Não posso deixar de comentar o livro que agora vos apresento. O livro com os Portugueses é uma antologia das minhas declarações enquanto Presidente da República.

Ao folheá-lo, tenho que confessar que aprendi alguma coisa. Em primeiro lugar aprendi a dimensão da actividade que a obra testemunha. Tinha, claro, a noção de ter procurado o contacto com os Portugueses, quer em ocasiões institucionais quer em relações directas, quer em momentos temáticos, umas e outras em ocasiões justificadas. Mas as estatísticas em anexo surpreenderam-me. Verifico que teria sido virtualmente impossível que o vosso Presidente tivesse tido uma presença mais forte, mais permanente, mais desenvolvida.

Ao folhear o livro “com os Portugueses”, gostei também de ver que as minhas declarações têm uma coerência íntima que sobrenada o tempo e o espaço da minha Presidência. Pensava ter proferido declarações trabalhadas, rigorosas, dedicadas; tinha a noção de ter lançado para o debate público alguns temas inovadores e relevantes; mas admitia que os meus discursos tivessem sido mais efémeros, para mais proferidos em efémeras circunstâncias, para mais desdobrados ao longo de dois agitados quinquénios. Gostei de ver que essa coerência íntima resistiu.
O livro que vos apresenta trata da globalização, vista de Portugal, e trata de Portugal - ia dizer que visto da globalização. É, no fundo, uma ambição para Portugal.
Agarro a globalização na perspectiva multilateral, da lusofonia, da construção europeia e dos rumos que se oferecem ao nosso País.

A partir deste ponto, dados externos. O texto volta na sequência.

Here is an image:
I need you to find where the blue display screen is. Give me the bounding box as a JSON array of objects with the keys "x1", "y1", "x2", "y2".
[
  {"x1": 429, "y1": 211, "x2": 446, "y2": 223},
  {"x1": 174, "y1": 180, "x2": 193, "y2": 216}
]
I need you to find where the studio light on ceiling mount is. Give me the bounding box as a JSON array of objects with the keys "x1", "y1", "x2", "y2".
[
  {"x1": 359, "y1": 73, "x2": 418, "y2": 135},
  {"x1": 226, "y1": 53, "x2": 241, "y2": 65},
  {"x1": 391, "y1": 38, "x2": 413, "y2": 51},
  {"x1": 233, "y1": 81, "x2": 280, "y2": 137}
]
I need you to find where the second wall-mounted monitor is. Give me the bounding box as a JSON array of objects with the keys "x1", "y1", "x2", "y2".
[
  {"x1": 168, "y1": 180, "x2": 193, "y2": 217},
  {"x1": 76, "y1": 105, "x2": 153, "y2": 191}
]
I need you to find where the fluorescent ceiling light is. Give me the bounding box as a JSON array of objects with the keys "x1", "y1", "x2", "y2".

Trato de Portugal pegando no aperfeiçoamento da democracia; na defesa nacional e nas Forças Armadas; na justiça e na cidadania; no repensar das funções do Estado; no questionar do modelo de desenvolvimento; na coesão e nos direitos sociais; no sistema de saúde; na causa da educação; na ciência e na inovação; na cultura e na identidade.
O resultado não me envergonha.

É a síntese do meu esforço destes dois quinquénios em prol de Portugal e da República.
Quero crer que terá alguma utilidade para os meus concidadãos.
Foi esse aliás o meu propósito ao consentir na sua publicação.